In deze zaak heeft het Gerechtshof Arnhem-Leeuwarden op 2 september 2013 uitspraak gedaan op een verzoek ex artikel 591a van het Wetboek van Strafvordering. Verzoeker, een politieambtenaar, had geprobeerd een tegemoetkoming te krijgen in de kosten voor rechtskundige hulp via artikel 69a van het Besluit algemene rechtspositie politie.

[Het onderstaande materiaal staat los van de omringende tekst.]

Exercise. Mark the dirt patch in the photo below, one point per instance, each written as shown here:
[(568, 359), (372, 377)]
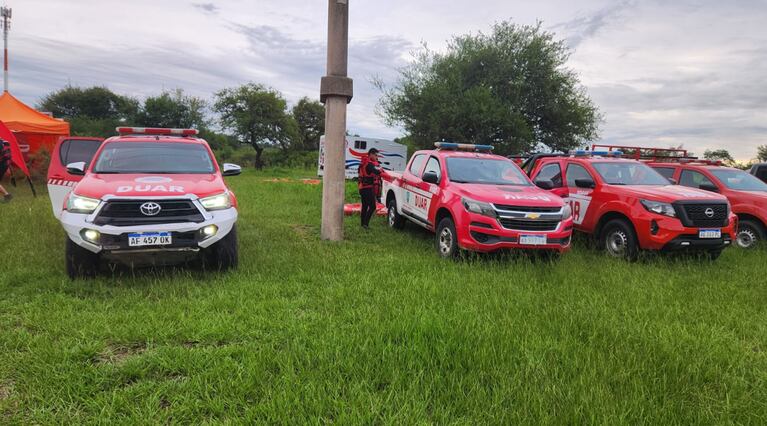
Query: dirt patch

Dit verzoek was eerder afgewezen, maar het hof oordeelde dat verzoeker voldoende aannemelijk had gemaakt dat hij kosten had gemaakt in het kader van zijn strafzaak, waaronder kosten voor het horen van een anonieme getuige.

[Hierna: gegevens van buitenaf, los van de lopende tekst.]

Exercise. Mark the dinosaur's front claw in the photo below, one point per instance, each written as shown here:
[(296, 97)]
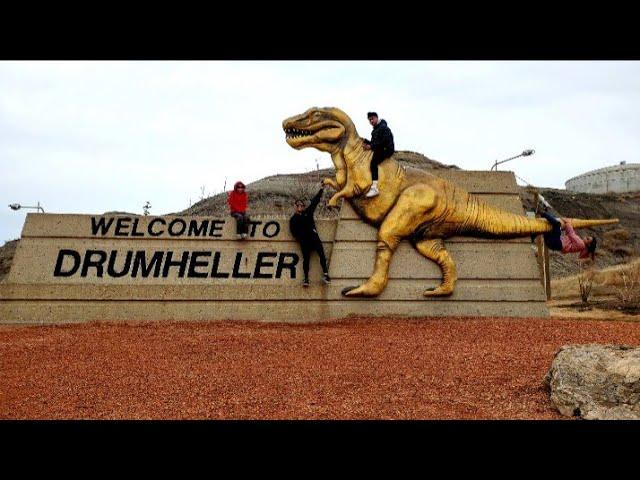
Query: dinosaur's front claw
[(333, 201), (440, 291), (330, 182)]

Het hof heeft vastgesteld dat verzoeker geen vergoeding had ontvangen voor de gemaakte kosten en dat deze kosten noodzakelijk waren voor het belang van het onderzoek. De advocaat-generaal had geconcludeerd tot toewijzing van de kosten van rechtsbijstand, en het hof heeft dit verzoek gehonoreerd. Het hof heeft de kosten van rechtsbijstand vastgesteld op € 51.268,77, de reiskosten op € 207,82 en de kosten voor het horen van de anonieme getuige op € 3.206,06.

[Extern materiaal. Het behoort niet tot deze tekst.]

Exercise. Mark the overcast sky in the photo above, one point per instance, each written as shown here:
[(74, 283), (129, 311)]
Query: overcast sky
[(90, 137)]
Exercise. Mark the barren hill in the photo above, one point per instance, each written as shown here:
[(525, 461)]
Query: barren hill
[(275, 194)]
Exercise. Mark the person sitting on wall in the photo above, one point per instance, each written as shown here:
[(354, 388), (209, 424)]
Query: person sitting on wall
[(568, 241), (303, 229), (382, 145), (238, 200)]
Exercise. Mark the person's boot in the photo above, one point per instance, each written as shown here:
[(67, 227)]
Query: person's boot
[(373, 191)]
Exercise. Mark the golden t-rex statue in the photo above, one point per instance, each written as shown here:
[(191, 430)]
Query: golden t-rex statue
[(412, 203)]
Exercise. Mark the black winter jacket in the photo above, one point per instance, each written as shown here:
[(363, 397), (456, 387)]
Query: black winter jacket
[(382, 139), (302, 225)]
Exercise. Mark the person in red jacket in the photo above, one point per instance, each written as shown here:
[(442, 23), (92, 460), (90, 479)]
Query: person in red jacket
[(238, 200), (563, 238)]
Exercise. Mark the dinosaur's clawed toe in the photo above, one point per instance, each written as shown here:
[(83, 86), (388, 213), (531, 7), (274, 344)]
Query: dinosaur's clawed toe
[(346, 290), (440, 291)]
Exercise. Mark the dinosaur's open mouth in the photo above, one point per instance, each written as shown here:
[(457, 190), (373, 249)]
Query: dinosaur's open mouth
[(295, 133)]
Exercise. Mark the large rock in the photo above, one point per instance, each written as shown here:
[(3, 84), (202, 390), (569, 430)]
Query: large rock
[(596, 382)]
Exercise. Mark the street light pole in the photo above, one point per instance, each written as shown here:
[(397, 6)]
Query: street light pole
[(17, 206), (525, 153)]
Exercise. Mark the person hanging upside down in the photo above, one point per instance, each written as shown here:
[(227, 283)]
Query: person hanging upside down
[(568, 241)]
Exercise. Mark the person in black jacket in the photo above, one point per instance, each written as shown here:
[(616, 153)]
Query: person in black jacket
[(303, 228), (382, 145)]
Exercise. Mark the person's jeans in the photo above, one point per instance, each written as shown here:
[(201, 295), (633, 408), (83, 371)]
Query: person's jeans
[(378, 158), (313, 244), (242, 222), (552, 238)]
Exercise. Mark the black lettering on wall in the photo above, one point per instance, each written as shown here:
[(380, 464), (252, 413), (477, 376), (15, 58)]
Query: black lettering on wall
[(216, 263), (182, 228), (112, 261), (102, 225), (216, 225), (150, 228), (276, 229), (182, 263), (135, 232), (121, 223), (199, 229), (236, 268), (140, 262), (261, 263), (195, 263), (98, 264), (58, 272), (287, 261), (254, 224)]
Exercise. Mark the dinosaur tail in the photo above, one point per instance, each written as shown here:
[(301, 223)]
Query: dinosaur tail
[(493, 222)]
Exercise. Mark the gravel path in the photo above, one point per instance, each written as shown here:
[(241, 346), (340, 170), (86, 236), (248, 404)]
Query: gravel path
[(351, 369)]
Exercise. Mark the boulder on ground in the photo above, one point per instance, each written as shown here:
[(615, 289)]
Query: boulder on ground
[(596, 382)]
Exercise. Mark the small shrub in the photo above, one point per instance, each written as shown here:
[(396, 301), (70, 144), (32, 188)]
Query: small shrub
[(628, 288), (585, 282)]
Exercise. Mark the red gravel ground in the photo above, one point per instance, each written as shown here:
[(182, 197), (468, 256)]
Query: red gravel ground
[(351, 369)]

In totaal kent het hof aan verzoeker een vergoeding toe van € 55.232,65 uit 's Rijks kas. Het hof heeft de griffier opgedragen dit bedrag over te maken op het rekeningnummer van verzoeker. De beslissing is genomen in een openbare zitting en is ondertekend door de voorzitter en de griffier.